The tag team for better bacterial health include a trio of heroes in the form of Prebiotics, Probiotics‚ and Polyphenols.
  • Prebiotics — are non-​​digestible fiber compounds. Their effectiveness is their ability to pass through the stomach undigested until they reach the lower intestine. There, they help increase bifidobacteria and lactic acid bacteria to help improve digestion and elimination. Leeks, raw onion, garlic, bananas and kiwifruit are excellent sources as are multi-​​source fiber supplements.
  • Probiotics — live microorganisms/​cultures that help feed and promote good bacteria. Found in fermented foods like kefir, yogurt, sauerkraut, and pickled fruits/​vegetables. You may also supplement with beneficial probiotics like bifidobacterium and lactobacillus.
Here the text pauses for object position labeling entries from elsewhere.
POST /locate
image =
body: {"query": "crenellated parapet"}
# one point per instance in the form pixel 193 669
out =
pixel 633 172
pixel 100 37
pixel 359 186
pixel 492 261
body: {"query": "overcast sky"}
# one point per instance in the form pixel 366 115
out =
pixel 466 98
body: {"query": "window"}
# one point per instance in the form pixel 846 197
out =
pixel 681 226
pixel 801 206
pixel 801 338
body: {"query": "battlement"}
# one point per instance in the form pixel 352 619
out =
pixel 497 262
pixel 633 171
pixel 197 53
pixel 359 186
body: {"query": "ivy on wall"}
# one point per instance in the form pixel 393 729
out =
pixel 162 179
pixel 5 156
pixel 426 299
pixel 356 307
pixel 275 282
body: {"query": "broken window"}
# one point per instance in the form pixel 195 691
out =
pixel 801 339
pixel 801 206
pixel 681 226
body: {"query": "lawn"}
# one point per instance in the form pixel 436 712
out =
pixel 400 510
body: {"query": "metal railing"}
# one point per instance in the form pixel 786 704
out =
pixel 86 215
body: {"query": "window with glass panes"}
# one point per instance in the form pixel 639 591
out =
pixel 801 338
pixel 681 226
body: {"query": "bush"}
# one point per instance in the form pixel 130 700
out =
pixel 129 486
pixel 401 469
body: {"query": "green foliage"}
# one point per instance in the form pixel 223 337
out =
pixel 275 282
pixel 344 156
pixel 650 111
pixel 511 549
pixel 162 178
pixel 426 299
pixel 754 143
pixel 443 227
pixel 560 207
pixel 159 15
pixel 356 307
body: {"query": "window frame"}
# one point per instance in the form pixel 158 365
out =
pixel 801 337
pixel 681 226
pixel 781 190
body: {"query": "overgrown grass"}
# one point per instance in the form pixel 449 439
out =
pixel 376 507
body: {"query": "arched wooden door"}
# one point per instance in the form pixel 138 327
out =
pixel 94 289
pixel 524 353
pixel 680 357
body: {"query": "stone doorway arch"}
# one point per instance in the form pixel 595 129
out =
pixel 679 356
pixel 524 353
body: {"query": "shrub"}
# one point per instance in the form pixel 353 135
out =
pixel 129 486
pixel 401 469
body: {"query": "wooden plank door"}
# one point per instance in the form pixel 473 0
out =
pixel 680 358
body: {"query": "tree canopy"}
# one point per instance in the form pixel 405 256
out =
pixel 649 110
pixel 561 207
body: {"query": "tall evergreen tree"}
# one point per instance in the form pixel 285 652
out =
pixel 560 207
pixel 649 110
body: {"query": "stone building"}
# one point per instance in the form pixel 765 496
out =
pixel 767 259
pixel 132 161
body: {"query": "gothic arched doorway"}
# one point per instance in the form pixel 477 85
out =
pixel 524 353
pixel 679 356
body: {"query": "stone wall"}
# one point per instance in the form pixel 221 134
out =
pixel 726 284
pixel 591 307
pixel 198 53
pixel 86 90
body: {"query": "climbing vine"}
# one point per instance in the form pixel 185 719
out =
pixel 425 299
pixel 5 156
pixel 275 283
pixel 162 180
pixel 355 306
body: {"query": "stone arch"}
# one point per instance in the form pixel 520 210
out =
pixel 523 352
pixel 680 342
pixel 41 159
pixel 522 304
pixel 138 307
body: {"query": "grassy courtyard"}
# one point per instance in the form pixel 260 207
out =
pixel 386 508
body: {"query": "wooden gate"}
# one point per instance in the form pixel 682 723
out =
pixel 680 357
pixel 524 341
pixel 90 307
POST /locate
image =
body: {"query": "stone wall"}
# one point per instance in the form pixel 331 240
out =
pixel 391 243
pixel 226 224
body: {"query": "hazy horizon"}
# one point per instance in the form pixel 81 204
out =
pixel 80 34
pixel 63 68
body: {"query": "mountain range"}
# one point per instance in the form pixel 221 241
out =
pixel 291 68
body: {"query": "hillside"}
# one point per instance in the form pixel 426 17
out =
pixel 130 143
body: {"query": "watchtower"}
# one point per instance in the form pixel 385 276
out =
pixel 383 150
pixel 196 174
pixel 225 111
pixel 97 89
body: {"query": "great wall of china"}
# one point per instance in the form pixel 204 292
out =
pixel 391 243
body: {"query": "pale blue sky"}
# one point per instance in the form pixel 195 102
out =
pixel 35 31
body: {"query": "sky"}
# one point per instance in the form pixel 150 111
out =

  • Polyphenols — are chemical compounds found in plants that feed Bacteroidetes and help suppress Firmicutes for better bacterial balance. That may explain the weight-reducing properties of fruit (especially raspberries, strawberries & blueberries), green tea, red wine vinegar, and apple cider vinegar.

Now that you’ve accepted the fact that you are not alone, be sure to maintain the proper care and feeding of your microbiome — that’s the best kind of gut check for a long, healthy and fit life.